Dans la même logique, nous nous sommes opposés à un certain nombre d'autres délibérations :
- contre le financement d'une télévision privée, dont le siège sera situé à l'hôtel de ville de Dijon, financée par la ville, l'agglomération et des clubs sportifs (eux-mêmes financés par des fonds publics).
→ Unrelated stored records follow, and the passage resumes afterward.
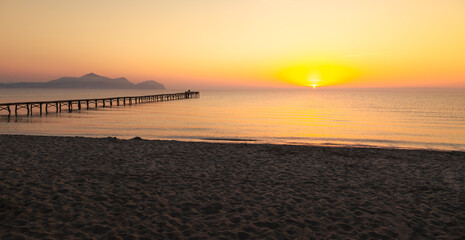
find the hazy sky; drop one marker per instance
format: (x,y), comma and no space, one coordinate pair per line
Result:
(219,43)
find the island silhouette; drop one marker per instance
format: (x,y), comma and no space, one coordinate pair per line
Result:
(89,81)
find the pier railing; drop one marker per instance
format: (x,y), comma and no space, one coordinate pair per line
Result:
(58,105)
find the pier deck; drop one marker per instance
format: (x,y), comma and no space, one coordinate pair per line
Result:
(80,104)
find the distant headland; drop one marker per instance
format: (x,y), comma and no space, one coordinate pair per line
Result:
(89,81)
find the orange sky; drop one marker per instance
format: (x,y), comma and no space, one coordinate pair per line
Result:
(216,43)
Pour plusieurs raisons : la concurrence à FR3 qui connait des difficultés financières, la baisse de la publicité dans les médias qui fait craindre pour la vialibilité d'une telle chaîne, l'indépendance de l'information, le montage du dossier qui laisse entrendre que d'autres subventions de fonctionnement, d'investissement, des subventions exceptionnelles seront nécessaires.
- contre la création d'un nouveau poste de fonctionnaire qui porte à 463 l'effectif du Conseil régional (en augmentation de 180 depuis 2004) ;
- contre l'acquisition d'un nouveau bâtiment pour loger les bureaux des nouveaux agents du Conseil régional ;
- contre le programme international - et notamment Singapour - qui prévoit un certain nombre de voyages.
Par ailleurs, nous avons demandé au Président de prendre en compte nos réclamations concernant :
- l'aide à la création et à la production de films : nous voulons que les effets sur l'économie bourguignonne soient identifiés ;
- l'aide aux installations photovoltaïques : nous voulons que les promesses faites en 2008 sur le montant des subventions soient tenues.
Enfin, nous avons été entendus : l'Association Bourgogne Relations Internationales est dissoute. Nous avions alerté le préfet de Bourgogne au titre du contrôle de légalité. Ce dernier a demandé au Président du Conseil régional de revenir sur la délibération qui prévoyait qu'une Association financée par le Conseil régional pourrait organiser les actions internationales de la collectivité, en dehors de tout contrôle.